Syrie : trêve précaire dans un pays détruit02/03/20162016Journal/medias/journalnumero/images/2016/03/2483.jpg.445x577_q85_box-0%2C104%2C1383%2C1896_crop_detail.jpg

Dans le monde

Syrie : trêve précaire dans un pays détruit

Dans la nuit du vendredi 26 au samedi 27 février a commencé en Syrie une trêve entre le régime et la rébellion, conformément au plan annoncé quelques jours plus tôt par des représentants des États-Unis et de la Russie.

Sur le terrain, après quelques jours, un calme précaire semblait tenir. La trêve ne concerne pas plus de la moitié du territoire syrien : pas les régions tenues par les groupes djihadistes, entre autres le front al-Nosra (la branche syrienne d’al-Qaida) et l’organisation État islamique. Mais dans les provinces centrales d’Homs et Hama, de Damas ou d’Alep, les habitants peuvent à nouveau sortir pour tenter d’acheter des produits de première nécessité et les enfants sont autorisés à courir dehors, même si c’est au milieu des ruines. L’ONU a annoncé l’envoi de convois humanitaires pour venir au secours des centaines de milliers d’habitants restés prisonniers au cœur des zones d’affrontement. Ailleurs, les raids de la Russie et de la coalition internationale derrière les États-Unis continuent, dont l’un a fait douze morts dont 8 enfants.

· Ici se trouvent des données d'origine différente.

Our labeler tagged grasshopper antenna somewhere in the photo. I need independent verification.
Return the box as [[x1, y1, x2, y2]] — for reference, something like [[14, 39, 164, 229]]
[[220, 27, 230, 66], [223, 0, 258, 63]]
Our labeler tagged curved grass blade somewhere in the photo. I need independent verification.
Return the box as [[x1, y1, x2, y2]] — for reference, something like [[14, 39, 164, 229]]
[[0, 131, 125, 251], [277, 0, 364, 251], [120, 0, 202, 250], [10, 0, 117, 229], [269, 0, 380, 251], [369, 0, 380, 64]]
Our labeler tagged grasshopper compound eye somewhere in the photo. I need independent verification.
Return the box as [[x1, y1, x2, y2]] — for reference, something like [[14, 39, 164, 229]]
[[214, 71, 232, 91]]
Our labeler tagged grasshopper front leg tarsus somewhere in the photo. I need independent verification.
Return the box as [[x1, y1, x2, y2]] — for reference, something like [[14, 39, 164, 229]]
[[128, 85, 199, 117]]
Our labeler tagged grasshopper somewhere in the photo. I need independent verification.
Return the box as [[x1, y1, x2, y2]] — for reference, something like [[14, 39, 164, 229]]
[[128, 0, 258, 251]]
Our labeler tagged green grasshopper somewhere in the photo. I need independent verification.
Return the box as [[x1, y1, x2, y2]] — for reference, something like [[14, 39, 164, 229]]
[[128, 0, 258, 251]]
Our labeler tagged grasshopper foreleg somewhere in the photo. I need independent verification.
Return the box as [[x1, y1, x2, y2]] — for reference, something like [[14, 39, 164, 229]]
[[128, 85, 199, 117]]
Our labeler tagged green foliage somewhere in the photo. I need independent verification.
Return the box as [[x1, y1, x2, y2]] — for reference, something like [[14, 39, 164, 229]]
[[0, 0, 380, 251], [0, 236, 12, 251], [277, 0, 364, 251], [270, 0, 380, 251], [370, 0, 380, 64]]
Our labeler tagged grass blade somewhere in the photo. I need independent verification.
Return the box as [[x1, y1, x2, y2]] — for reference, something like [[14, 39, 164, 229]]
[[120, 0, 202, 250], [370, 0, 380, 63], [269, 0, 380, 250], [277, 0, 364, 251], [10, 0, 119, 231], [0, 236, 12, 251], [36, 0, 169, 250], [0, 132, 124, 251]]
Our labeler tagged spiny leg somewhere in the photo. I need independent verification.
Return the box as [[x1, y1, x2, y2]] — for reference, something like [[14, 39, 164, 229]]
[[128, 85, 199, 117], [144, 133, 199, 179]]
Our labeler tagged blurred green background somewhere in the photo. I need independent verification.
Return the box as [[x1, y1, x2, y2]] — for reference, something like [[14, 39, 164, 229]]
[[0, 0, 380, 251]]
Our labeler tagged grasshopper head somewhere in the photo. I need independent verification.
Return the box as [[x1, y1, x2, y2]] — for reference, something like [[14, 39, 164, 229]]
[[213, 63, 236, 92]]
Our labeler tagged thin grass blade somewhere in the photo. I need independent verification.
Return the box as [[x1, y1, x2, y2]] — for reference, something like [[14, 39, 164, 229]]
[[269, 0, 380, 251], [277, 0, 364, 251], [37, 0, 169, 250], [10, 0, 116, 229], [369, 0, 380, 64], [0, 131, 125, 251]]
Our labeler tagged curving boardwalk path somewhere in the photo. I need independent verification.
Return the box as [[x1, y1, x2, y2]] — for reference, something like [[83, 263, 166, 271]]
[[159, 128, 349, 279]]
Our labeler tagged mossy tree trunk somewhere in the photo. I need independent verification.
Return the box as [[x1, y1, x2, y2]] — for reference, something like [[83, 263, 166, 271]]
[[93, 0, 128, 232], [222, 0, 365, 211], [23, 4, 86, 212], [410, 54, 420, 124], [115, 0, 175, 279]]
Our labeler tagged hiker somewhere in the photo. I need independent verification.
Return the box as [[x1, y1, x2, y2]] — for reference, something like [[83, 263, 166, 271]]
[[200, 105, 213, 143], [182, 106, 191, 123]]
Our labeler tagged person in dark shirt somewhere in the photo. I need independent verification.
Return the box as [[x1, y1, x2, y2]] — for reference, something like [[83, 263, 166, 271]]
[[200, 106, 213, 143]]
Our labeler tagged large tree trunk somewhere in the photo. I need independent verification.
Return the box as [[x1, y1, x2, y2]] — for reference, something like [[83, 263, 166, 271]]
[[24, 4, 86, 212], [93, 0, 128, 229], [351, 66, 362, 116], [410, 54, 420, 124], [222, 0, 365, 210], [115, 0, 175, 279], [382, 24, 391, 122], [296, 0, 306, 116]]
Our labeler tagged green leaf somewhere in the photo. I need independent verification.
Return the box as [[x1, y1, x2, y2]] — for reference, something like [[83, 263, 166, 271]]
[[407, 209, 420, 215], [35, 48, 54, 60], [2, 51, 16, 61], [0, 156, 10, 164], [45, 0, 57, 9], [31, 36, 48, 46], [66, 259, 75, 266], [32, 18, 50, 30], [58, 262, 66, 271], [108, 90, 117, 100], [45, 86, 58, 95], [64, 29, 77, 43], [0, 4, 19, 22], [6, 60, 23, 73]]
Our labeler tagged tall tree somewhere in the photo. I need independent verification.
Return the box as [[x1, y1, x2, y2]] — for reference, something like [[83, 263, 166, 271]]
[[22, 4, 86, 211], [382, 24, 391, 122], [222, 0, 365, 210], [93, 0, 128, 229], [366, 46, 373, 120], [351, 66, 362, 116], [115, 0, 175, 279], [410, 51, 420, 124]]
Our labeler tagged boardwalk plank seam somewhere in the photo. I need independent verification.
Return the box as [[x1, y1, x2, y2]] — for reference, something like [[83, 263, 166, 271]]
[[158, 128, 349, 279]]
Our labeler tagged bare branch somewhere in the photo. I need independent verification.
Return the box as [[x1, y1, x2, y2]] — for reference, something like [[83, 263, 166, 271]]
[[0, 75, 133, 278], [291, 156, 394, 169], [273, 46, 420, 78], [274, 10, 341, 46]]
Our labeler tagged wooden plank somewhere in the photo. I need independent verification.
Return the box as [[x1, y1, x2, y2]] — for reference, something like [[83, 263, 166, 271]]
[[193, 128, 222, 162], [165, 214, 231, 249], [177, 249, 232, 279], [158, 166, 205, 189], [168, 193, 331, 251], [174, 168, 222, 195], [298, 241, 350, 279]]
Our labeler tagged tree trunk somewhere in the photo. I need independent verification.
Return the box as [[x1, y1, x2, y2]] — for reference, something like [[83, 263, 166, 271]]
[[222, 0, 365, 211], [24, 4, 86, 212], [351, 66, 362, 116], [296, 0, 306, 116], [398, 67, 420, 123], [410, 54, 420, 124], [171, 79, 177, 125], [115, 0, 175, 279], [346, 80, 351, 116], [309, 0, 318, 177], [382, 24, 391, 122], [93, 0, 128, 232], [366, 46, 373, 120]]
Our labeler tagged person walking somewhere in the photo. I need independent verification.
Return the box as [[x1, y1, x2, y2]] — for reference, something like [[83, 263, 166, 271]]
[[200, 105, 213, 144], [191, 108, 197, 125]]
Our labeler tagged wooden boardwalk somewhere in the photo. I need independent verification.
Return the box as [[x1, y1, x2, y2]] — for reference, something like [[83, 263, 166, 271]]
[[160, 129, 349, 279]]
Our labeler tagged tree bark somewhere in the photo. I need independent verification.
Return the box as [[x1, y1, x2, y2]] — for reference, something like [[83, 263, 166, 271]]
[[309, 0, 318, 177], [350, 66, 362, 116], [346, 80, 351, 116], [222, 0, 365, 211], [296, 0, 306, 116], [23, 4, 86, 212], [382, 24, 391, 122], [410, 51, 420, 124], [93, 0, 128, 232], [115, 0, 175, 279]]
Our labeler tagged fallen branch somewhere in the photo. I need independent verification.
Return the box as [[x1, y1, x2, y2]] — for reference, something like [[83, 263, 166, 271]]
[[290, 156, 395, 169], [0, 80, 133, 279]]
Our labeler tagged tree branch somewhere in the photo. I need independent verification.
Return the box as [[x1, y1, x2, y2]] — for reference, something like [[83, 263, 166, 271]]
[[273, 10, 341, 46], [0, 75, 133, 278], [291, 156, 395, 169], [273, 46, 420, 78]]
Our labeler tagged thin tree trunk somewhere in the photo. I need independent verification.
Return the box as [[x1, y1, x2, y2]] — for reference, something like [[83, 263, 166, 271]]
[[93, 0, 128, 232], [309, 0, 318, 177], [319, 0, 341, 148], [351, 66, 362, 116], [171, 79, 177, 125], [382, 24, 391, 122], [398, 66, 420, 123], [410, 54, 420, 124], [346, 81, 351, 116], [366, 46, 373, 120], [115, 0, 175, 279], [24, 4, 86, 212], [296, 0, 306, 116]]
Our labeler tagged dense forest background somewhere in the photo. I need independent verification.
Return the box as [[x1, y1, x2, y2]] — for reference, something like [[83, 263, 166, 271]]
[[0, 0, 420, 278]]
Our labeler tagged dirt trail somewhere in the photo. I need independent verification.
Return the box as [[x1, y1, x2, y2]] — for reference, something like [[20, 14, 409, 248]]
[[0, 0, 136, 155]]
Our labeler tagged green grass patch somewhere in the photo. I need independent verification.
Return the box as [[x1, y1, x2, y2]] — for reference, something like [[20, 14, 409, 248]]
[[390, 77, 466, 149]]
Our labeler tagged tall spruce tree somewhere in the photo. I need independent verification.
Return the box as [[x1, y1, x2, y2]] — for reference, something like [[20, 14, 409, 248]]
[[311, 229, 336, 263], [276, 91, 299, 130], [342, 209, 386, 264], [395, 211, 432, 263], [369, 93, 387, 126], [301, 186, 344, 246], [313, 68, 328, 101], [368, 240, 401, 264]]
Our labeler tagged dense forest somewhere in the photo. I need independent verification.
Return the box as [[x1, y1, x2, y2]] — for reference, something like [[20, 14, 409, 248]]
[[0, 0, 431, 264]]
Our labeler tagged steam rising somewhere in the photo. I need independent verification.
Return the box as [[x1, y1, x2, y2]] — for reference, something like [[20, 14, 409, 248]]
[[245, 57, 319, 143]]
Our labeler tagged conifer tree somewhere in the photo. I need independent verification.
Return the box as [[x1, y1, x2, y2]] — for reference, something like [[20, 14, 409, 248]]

La trêve s’insère dans les tentatives des grandes puissances de retrouver un semblant de stabilité en Syrie, et plus largement dans cette région du Moyen-Orient où leurs interventions successives n’ont fait qu’aggraver le chaos et provoquer le renforcement de multiples groupes djihadistes. L’intervention de la Russie au côté du régime d’Assad, depuis l’automne 2015, est venue en fait au secours des États-Unis, pour leur permettre de sortir d’une situation qu’ils ne contrôlaient plus.

Comme Poutine s’est engagé à le faire auprès du régime syrien, les États-Unis cherchent, à travers cette pause dans les affrontements, à imposer leur politique à leurs propres alliés dans la région. Depuis le début de la guerre civile en Syrie en 2011, les États voisins, aujourd’hui unis dans la coalition derrière Washington, ont chacun joué leur propre jeu. L’Arabie saoudite, qui s’affirme maintenant prête à une intervention militaire sur le terrain, a surtout soutenu et armé les groupes s’opposant à l’influence de l’Iran, son rival dans la région. Dans le même temps, les États-Unis comptaient de plus en plus sur le rétablissement de ses relations avec le régime de Téhéran pour aboutir à un semblant d’ordre en Syrie et en Irak. L’autre allié de poids des États-Unis dans la région, la Turquie, s’est comporté en complice de l’organisation État islamique et a donné la priorité à la lutte contre les Kurdes de Syrie, alliés du PKK contre lequel elle est en guerre sur son propre territoire. À l’opposé, Washington comptait s’appuyer sur les milices kurdes contre l’État islamique.

Le cessez-le-feu impose à ces alliés des États-Unis de mettre en sourdine leur double-jeu ; on peut se demander pour combien de temps. Si la trêve prévue pour au moins quinze jours dure un peu, elle sera au moins un soulagement provisoire pour les populations sur place. Près de 300 000 personnes ont déjà perdu la vie depuis le début du conflit, plus de 10 millions ont dû fuir leur foyer et 4,5 millions s’exiler à l’étranger. Bon nombre de Syriens sont aujourd’hui menacés de famine au cœur des grandes villes où s’affrontent depuis maintenant cinq ans les cliques en rivalité pour le pouvoir.

Leurs affrontements, la politique du régime et les interventions des puissances impérialistes auront ainsi abouti à réduire la population syrienne à fuir les bombardements ou à vivre au milieu des ruines. De la contestation née en 2011 à la suite des « printemps arabes », il ne reste rien, sinon le choix entre subir l’infâme dictature d’Assad ou subir les exactions de mouvements islamistes n’aspirant qu’à imposer un régime encore pire.